Milk texture on the E6 is mostly fixed by the Easy Cappuccino frother. It is tuned for dry, fine bubbled cappuccino foam, not the glossy microfoam you would stretch by hand for latte art. You can control how much milk foam a drink uses and you can influence mouthfeel by using colder milk and a higher fat content, but there is no barista style steam wand or texture slider. If manual milk control is important to you, a machine with a proper steam wand or a higher end Jura with a more advanced milk system will be a better match.
What beans work best in the Jura E6’s grinder and brew unit?
E6 is happiest with medium and medium dark espresso blends that are not oily. Oily beans can coat the chute and cause feeding issues in any super automatic. Very light roasts can be used if you keep espresso volumes short and strength high, though you will be working at the edge of what a compact brew chamber likes. A balanced medium roast will let the Professional Aroma Grinder and P.E.P. show their strengths without pushing the platform outside its comfort zone.
How often do I need to clean and descale the Jura E6?
The machine decides based on usage and whether you are using a CLEARYL Smart+ filter. Daily, you empty the grounds bin and drip tray when prompted and run the milk system rinse after your last milk drink. Periodically, the E6 will ask for a “clean” cycle using a Jura cleaning tablet and a descale cycle using Jura descaler, with timing influenced by water hardness and filter use. As long as you accept the prompts and use the recommended consumables, you do not have to track a manual schedule.
How does Jura E6 compare to Philips 5400 LatteGo or De’Longhi Dinamica Plus?

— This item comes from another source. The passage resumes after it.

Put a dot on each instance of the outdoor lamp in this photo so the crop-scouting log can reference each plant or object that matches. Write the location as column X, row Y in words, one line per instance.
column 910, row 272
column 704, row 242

Philips 5400 LatteGo and De’Longhi Dinamica Plus both offer broader milk menus and very easy milk cleanup, especially Philips with its two piece LatteGo carafe. They also bring more latte focused recipes. Jura E6 focuses tighter on espresso, long coffee, and cappuccino, and leans into extraction quality and a strong maintenance story with CLEARYL Smart+ and a sealed brew unit. If your household lives on iced and milky drinks, Philips or De’Longhi may feel more flexible. If you want a cleaner counter, fewer visible parts, and a cappuccino first Jura experience, E6 is the smarter fit.
Is the Jura E6 worth it compared to just jumping straight to the E8?
That depends on your drink habits. If you mainly drink espresso, coffee, and cappuccino, E6 gets you Jura’s grinder, P.E.P., and cleaning system at a lower price, especially when discounted to the $1,599 to $1,799 band. If your household wants one touch flat white, latte macchiato, and a richer milk menu, the E8 earns the extra spend. The smart move is to write down what you actually drink in a week. If cappuccino and black coffee dominate, E6 is the efficient choice. If milk drinks dominate, the E8 is more future proof.